Ungeliebte Großkreise in Sachsen-Anhalt Ungeliebte Großkreise in Sachsen-Anhalt: Daran rütteln will keiner - fast keiner

Magdeburg - Schlag Mitternacht beginnen die Glocken zu läuten, am Himmel explodieren Feuerwerkskörper. Es ist der Höhepunkt eines zweitägigen Festprogramms, in der Nacht zum 1. Juli 2007 feiern in Halberstadt 10.000 Menschen eine Fusion. Quedlinburg, Wernigerode und Halberstadt verschmelzen zum neuen Landkreis Harz. Mit einer Viertelmillion Einwohner entsteht hier der größte Landkreis Ostdeutschlands. Einen Schönheitsfehler hat das Ganze: Die Kreisstadt liegt gar nicht im Harz, sondern 20 Kilometer abseits.
Doch landschaftliche und historische Verbindungen müssen zurückstehen, auch anderswo im Land. Die Kreisreform von 2007 soll den Verwaltungen eine effiziente Größe schaffen und so Kosten sparen – das ist das wichtigste Ziel. Besonders hart trifft es Anhalt. Das Territorium, immerhin bis zum Kriegsende ein eigenständiges Land, wird vollständig zerpflückt.
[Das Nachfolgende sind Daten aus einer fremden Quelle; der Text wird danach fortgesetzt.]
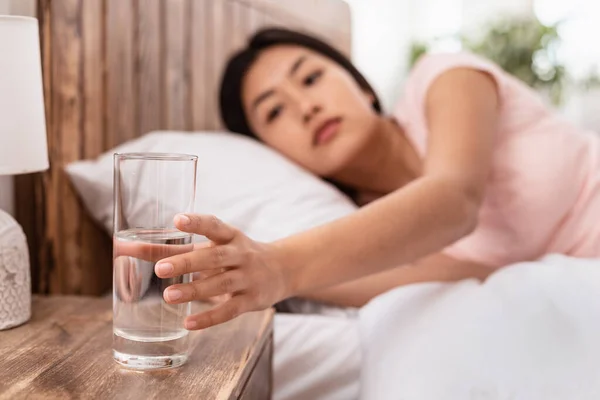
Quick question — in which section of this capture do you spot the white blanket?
[359,255,600,400]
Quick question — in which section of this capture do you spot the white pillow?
[66,132,356,241]
[66,132,356,312]
[359,255,600,400]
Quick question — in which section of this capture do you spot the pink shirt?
[395,53,600,267]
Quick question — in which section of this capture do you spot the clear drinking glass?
[113,153,198,369]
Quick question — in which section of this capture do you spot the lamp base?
[0,210,31,330]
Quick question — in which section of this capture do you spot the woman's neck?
[333,117,422,195]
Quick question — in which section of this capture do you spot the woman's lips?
[313,118,342,146]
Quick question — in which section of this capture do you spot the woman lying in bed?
[150,29,600,329]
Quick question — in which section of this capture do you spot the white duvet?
[358,255,600,400]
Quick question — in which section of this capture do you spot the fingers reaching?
[175,214,237,243]
[113,239,195,262]
[185,295,251,330]
[155,245,242,278]
[163,270,246,304]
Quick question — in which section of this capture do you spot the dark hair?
[219,28,381,137]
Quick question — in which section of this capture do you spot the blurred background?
[346,0,600,132]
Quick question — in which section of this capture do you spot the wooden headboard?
[15,0,350,295]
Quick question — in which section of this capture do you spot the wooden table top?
[0,296,273,400]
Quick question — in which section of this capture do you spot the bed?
[15,0,351,295]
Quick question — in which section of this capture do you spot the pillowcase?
[66,131,356,312]
[66,132,356,241]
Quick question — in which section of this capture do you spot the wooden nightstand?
[0,296,273,400]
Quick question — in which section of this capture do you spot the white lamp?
[0,15,48,330]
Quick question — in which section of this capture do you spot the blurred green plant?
[409,16,567,105]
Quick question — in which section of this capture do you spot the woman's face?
[242,45,379,177]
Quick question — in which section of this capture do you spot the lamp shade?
[0,15,48,175]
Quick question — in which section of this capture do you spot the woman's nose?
[302,103,321,124]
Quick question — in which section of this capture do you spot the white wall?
[346,0,410,110]
[0,0,36,215]
[346,0,533,111]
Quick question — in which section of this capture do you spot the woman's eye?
[304,71,323,86]
[267,106,283,122]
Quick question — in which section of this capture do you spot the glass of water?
[113,153,198,370]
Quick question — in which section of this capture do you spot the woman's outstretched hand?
[155,214,291,330]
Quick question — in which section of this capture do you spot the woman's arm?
[275,68,499,294]
[300,253,494,307]
[155,68,499,329]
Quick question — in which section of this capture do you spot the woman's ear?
[365,91,377,108]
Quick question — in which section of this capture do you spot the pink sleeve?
[407,53,506,115]
[398,53,508,267]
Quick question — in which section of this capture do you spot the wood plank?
[48,0,83,293]
[0,298,112,399]
[238,336,274,400]
[190,1,216,130]
[136,0,163,136]
[104,0,139,149]
[202,1,231,130]
[164,0,192,130]
[79,0,112,295]
[15,0,54,293]
[0,297,273,400]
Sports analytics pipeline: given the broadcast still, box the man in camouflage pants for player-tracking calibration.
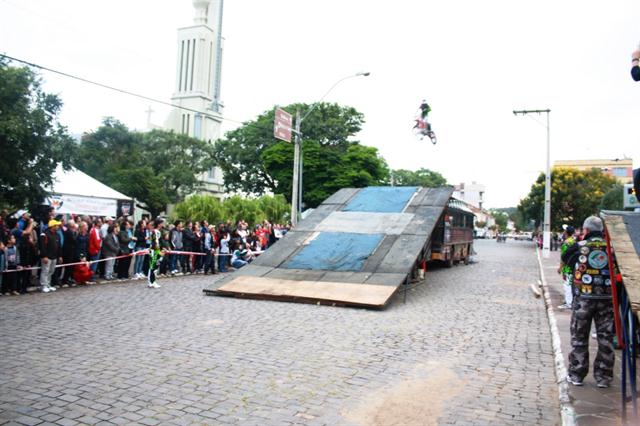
[562,216,615,388]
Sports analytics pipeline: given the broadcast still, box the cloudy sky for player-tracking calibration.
[0,0,640,207]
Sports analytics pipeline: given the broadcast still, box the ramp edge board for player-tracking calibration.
[212,276,397,309]
[603,211,640,315]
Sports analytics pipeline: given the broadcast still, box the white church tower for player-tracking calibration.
[165,0,224,196]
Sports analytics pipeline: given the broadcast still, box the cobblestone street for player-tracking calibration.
[0,240,560,425]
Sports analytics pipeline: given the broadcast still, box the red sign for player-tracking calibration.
[273,108,293,142]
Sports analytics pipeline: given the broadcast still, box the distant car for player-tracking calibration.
[474,228,487,239]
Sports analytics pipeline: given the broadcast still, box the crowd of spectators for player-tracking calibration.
[0,211,290,296]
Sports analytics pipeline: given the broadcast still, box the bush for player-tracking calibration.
[171,195,290,225]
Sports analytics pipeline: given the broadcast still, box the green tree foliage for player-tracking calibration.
[0,59,74,208]
[391,168,447,188]
[491,210,509,232]
[75,118,215,216]
[171,195,291,224]
[600,184,624,210]
[518,168,617,230]
[215,103,388,207]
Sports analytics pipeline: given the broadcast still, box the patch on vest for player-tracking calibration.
[589,250,609,269]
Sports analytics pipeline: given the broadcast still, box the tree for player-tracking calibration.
[391,168,447,188]
[0,58,74,209]
[491,210,509,232]
[518,168,617,229]
[215,103,388,207]
[75,117,215,216]
[171,195,290,224]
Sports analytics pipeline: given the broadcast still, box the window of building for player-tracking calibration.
[613,167,628,177]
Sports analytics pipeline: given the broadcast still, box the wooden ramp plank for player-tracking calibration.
[214,276,397,308]
[605,214,640,314]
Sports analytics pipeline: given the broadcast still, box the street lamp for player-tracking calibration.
[513,109,551,258]
[291,72,371,226]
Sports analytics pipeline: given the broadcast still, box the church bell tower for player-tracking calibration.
[165,0,224,196]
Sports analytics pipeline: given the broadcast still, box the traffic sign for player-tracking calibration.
[273,108,293,142]
[622,183,640,209]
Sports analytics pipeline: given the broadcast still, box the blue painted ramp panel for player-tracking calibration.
[342,186,418,213]
[283,232,384,271]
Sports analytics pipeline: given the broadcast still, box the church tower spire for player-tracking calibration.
[165,0,224,192]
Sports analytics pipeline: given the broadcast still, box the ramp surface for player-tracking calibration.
[204,187,453,308]
[601,211,640,315]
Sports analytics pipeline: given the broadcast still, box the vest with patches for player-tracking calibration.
[573,237,611,299]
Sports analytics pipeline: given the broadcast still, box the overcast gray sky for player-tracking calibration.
[0,0,640,207]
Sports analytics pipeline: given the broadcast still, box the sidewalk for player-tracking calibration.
[542,251,633,426]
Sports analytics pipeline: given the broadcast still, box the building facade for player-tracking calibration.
[553,158,633,184]
[453,182,485,210]
[165,0,224,197]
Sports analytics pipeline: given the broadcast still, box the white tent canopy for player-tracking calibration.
[44,165,133,216]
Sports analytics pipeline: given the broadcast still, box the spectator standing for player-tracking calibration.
[147,219,164,288]
[159,229,171,277]
[562,216,616,388]
[558,225,576,309]
[169,220,184,274]
[62,220,78,285]
[102,225,120,281]
[89,219,102,275]
[0,238,7,296]
[204,225,217,275]
[39,219,62,293]
[182,221,196,274]
[18,232,38,294]
[75,221,89,260]
[133,219,147,279]
[218,227,231,272]
[2,234,22,296]
[118,220,134,280]
[231,244,249,269]
[0,210,9,245]
[631,49,640,81]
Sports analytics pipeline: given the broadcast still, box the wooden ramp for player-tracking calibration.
[602,211,640,315]
[203,187,453,308]
[215,276,397,309]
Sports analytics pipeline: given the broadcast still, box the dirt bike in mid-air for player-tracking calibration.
[413,100,438,145]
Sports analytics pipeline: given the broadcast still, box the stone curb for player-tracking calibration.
[536,247,576,426]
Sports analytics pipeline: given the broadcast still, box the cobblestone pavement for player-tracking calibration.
[0,241,560,425]
[542,251,624,426]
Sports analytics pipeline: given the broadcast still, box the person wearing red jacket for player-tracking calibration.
[89,219,102,274]
[73,256,93,285]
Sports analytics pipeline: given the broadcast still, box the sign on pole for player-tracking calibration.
[273,108,293,142]
[622,183,640,209]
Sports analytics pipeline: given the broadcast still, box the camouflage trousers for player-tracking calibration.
[568,296,616,382]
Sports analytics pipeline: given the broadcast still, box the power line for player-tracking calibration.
[0,53,255,129]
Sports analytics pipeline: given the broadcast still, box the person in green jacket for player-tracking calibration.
[558,225,576,309]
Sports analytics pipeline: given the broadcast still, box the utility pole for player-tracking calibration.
[513,109,551,258]
[291,72,370,226]
[291,109,301,226]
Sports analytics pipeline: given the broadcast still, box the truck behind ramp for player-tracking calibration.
[204,187,453,309]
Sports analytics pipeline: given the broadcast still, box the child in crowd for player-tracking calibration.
[2,234,22,296]
[147,219,164,288]
[73,254,93,285]
[231,244,249,269]
[0,238,7,296]
[160,232,171,277]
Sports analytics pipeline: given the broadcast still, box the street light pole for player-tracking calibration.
[291,109,301,226]
[513,109,551,258]
[291,72,371,226]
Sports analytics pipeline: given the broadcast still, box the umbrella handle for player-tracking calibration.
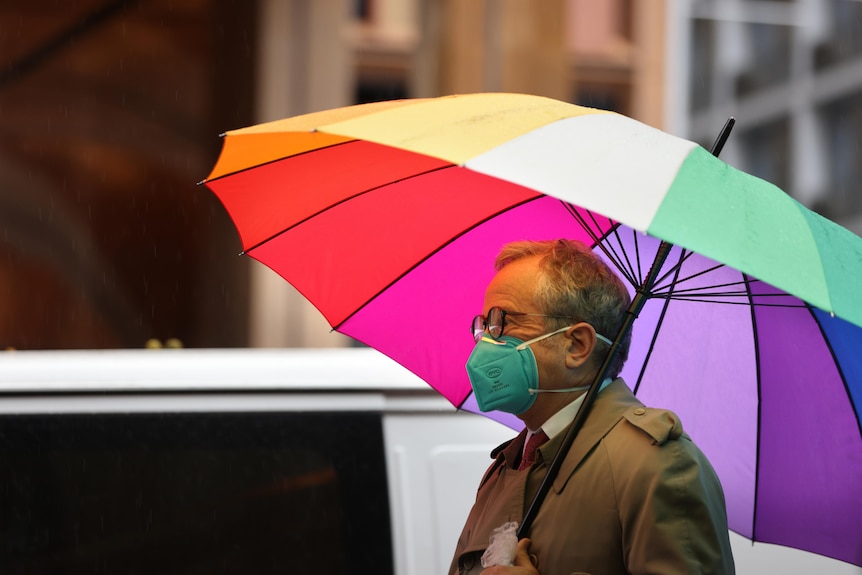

Sachsen-Anhalt: Aus 21 Landkreisen werden elf
Zehn Jahre ist es her, dass per Gesetz aus 21 Landkreisen elf entstanden. Nur die beiden Kreise in der Altmark blieben, wie sie waren. Eine sinnvolle Operation? Bis heute überwiegt die Skepsis. In einer Befragung im Auftrag der AfD-Landtagsfraktion zeigten sich im Februar 2017 nur 29 Prozent der Wahlberechtigten „sehr“ oder „eher“ zufrieden - 45 Prozent hingegen waren „sehr“ oder „eher“ unzufrieden. Vor allem den Wählern der AfD passt die Reform überhaupt nicht.
Dabei wurde ein wichtiges Ziel tatsächlich erreicht: Heute arbeitet die Verwaltung deutlich effizienter als zuvor. 2006 standen bei allen Kreisverwaltungen zusammen 13.700 Vollzeitstellen zu Buche. Heute wird die Arbeit mit 10.300 Stellen erledigt. „Viele Mitarbeiter sind damals in Altersteilzeit gegangen“, sagt Heinz-Lothar Theel, Geschäftsführer beim Landkreistag Sachsen-Anhalt. „Landesgeld für Abfindungen gab es ja nicht, wir mussten den Personalabbau aus eigener Kraft bewältigen.“
Das Ergebnis des Schrumpfungsprozesses: Die Personalausgaben sind zwar nicht gesunken, aber über zehn Jahre mit neun Prozent vergleichsweise moderat angestiegen. Hätten die Landkreise die gleiche Belegschaft wie damals, wäre die Verwaltung für die Bürger deutlich teurer.
Uneinheitlich ist die Entwicklung bei Sachausgaben. Etliche Landkreise haben die Kosten für Gebäude deutlich gesenkt, wie das Innenministerium auf Anfrage der Landtagsabgeordneten Sarah Sauermann (einst AfD, heute fraktionslos) vorrechnete. Der Burgenlandkreis hat seine Mietzahlungen um fast die Hälfte gedrückt, in Wittenberg ist der Rückgang sogar noch größer. Andere Kreise hingegen zahlen sogar mehr als einst.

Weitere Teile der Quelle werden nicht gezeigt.